Le Tribunal Administratif de Nîmes, statuant en référé, a examiné une requête en excès de pouvoir visant à contraindre le préfet du Gard à délivrer un titre de séjour autorisant le travail. Le juge a constaté qu'un récépissé avait été délivré après l'introduction du recours, privant ainsi la demande principale d'objet. Il a rejeté la demande d'injonction de délivrer une carte de séjour définitive, relevant que cela excédait son pouvoir de prononcer des mesures provisoires (articles L. 511-1 et L. 521-3 du code de justice administrative), et a condamné l'État à verser 500 euros à la requérante au titre des frais exposés.
Texte intégral
Vu la procédure suivante :
Par une requête, enregistrée le 20 février 2026, Mme B... A..., représentée par Me Le Sagère, demande au juge des référés, sur le fondement de l’article L. 521-3 du code de justice administrative :
1°) d’enjoindre au préfet du Gard de lui délivrer un document provisoire de séjour l’autorisant à travailler d’une durée de validité d’au moins trois mois, sous astreinte de 100 euros par jour de retard ;
2°) d’enjoindre au préfet du Gard de lui délivrer une carte de séjour temporaire portant le mention « travailleur temporaire ».
3°) de mettre à la charge de l’Etat une somme de 1200 euros à lui verser au titre de l’article L.761-1 du code de justice administrative.
Elle soutient que les mesures sollicitées sont urgentes et utile pour préserver ses droits.
Le préfet a produit des pièces, enregistrées le 6 mars 2026 et communiquées.
Vu les autres pièces du dossier.
Vu :
- le code de l’entrée et du séjour des étrangers et du droit d’asile ;
- le code de justice administrative.
Le président du tribunal a désigné Mme Boyer, vice-présidente, pour statuer sur les demandes de référé.
Considérant ce qui suit :
1.
Aux termes de l’article L. 511-1 du code de justice administrative : « Le juge des référés statue par des mesures qui présentent un caractère provisoire. (…) ». Aux termes de l’article L. 521-3 du code de justice administrative : « En cas d'urgence et sur simple requête qui sera recevable même en l'absence de décision administrative préalable, le juge des référés peut ordonner toutes autres mesures utiles sans faire obstacle à l'exécution d'aucune décision administrative ». Par ailleurs, le juge des référés peut, dans le cadre de son office, donner acte d’un désistement ou constater un non-lieu.
2.
Il résulte de l’instruction que, suite à l’enregistrement du recours de Mme A..., le préfet du Gard lui a délivré un récépissé de demande de carte de séjour valable du 6 mars 2026 au 5 juin 2026 l’autorisant à travailler. Par suite, les conclusions présentées par la requérante tendant à ce qu’il soit enjoint au préfet du Gard de lui délivrer un récépissé de demande de titre de séjour se trouvent privées d’objet. Il n’y a donc plus lieu d’y statuer.
3.
Les conclusions tendant à ce qu’il soit enjoint au préfet du Gard de délivrer à Mme A... la carte de séjour sollicitée excèdent l’office du juge des référés qui ne peut prononcer que des mesures provisoires en application des dispositions précitées de l’article L. 511-1 du code de justice administrative cité au point 1 et doivent être rejetées.
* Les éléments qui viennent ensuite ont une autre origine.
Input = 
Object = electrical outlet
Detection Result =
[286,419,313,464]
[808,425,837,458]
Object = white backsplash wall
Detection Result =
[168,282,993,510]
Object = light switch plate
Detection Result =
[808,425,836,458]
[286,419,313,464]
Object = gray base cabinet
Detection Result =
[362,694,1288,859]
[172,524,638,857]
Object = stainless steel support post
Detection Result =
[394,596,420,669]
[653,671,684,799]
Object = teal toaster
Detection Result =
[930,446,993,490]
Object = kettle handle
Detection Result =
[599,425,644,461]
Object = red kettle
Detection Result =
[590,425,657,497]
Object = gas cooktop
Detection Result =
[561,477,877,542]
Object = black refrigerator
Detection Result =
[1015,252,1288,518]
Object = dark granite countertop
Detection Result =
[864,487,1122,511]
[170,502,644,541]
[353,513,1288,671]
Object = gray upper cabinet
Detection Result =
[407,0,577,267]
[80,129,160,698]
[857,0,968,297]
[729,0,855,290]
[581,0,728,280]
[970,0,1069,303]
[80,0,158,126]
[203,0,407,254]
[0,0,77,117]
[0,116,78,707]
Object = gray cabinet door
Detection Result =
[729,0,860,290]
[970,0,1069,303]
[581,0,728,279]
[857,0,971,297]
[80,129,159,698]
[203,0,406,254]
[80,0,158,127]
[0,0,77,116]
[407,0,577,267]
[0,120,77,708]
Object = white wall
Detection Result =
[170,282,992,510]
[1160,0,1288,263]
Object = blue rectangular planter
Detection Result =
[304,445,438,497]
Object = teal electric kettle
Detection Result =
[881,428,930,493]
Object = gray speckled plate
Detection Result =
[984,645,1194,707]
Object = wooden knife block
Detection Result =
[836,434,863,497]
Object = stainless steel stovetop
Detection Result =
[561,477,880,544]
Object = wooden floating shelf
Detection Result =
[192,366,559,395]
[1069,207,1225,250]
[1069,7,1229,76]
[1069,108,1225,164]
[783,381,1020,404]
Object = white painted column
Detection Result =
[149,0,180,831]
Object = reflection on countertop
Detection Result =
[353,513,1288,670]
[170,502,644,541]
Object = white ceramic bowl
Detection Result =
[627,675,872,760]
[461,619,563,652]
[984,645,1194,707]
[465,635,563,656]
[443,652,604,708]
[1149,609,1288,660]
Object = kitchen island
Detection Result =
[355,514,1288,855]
4. Dans les circonstances de l’espèce, il y a lieu de mettre à la charge de l’Etat une somme de 500 euros à verser à Mme A... au titre de l’article L.761-1 du code de justice administrative.
O R D O N N E :
Article 1er : Il n’y a pas lieu de statuer sur les conclusions de la requête présentée par Mme A... tendant à ce qu’il soit enjoint au préfet du Gard de lui délivrer un récépissé de demande de carte de séjour.
Article 2 : L’Etat versera à Mme A... une somme de 500 euros au titre de l’article L.761-1 du code de justice administrative.
Article 3 : Le surplus des conclusions de la requête de Mme A... est rejeté.
Article 4 : La présente ordonnance sera notifiée à Mme B... A..., à Me Le Sagère et au préfet du Gard.
Fait à Nîmes, le 18 mars 2026.
La juge des référés,
C. Boyer
La République mande et ordonne au ministre d’Etat, ministre de l’intérieur en ce qui le concerne ou à tous commissaires de justice à ce requis en ce qui concerne les voies de droit commun contre les parties privées, de pourvoir à l’exécution de la présente décision.